Omwille van een aantal impairment indicatoren (o.a. het niet behalen van de vooropgestelde doelstellingen voor 2014) is een tussentijdse impairment test gebeurd. In het jaarverslag over het boekjaar 2013 werd immers duidelijk gesteld dat het niet-behalen van de vooropgestelde doelstellingen voor 2014 tot een waardevermindering zou kunnen leiden.

De immateriële activa die getoetst werden op een bijzondere waardevermindering zijn de goodwill toegewezen aan de kasstroomgenererende eenheid Intimacy (m€ 23,6) en de merknaam met onbepaalde gebruiksduur (m€ 7,8), samen een waarde van m€ 31,4 (of mUS\$ 42,8).
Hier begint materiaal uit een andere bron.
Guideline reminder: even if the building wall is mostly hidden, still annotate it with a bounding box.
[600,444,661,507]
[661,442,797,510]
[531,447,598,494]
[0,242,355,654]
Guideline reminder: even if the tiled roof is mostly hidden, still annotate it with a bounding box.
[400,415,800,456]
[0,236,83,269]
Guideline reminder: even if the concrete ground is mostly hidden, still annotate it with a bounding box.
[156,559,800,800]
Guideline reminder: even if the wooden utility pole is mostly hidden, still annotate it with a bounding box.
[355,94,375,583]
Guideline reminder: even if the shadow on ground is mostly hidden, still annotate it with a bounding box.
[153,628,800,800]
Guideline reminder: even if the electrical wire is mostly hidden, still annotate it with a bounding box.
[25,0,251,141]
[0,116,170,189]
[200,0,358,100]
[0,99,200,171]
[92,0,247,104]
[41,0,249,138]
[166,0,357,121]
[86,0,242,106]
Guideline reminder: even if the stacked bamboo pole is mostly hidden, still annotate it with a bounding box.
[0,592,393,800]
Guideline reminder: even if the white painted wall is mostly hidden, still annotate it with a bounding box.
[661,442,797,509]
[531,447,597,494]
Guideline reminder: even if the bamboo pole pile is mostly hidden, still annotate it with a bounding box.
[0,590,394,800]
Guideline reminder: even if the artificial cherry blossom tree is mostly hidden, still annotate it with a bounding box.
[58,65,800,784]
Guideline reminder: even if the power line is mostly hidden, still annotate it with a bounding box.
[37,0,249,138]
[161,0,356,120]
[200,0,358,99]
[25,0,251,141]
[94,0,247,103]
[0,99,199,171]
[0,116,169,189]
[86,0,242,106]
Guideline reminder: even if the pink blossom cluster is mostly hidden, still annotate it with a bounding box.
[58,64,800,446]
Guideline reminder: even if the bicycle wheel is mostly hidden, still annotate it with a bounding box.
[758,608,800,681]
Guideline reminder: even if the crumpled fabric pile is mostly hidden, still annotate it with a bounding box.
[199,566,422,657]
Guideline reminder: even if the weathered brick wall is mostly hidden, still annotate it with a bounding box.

We verwijzen eveneens naar het jaarverslag over het boekjaar 2013 voor meer gedetailleerde informatie.

- Resultaat van de test op de bijzondere waardeverminderingen

De test wijst op een bijzondere waardevermindering van mUS\$ 22,1 of m€ 16,3.

Na het doorvoeren van deze bijzondere waardevermindering is de boekwaarde van de goodwill gelijk aan m€ 15,1. De boekwaarde van de merknaam is teruggebracht naar m€ 0,0. Beide boekwaardes zijn een correcte reflectie van de waardering van de kasstroomgenererende eenheid Intimacy op basis van het bestaande business plan.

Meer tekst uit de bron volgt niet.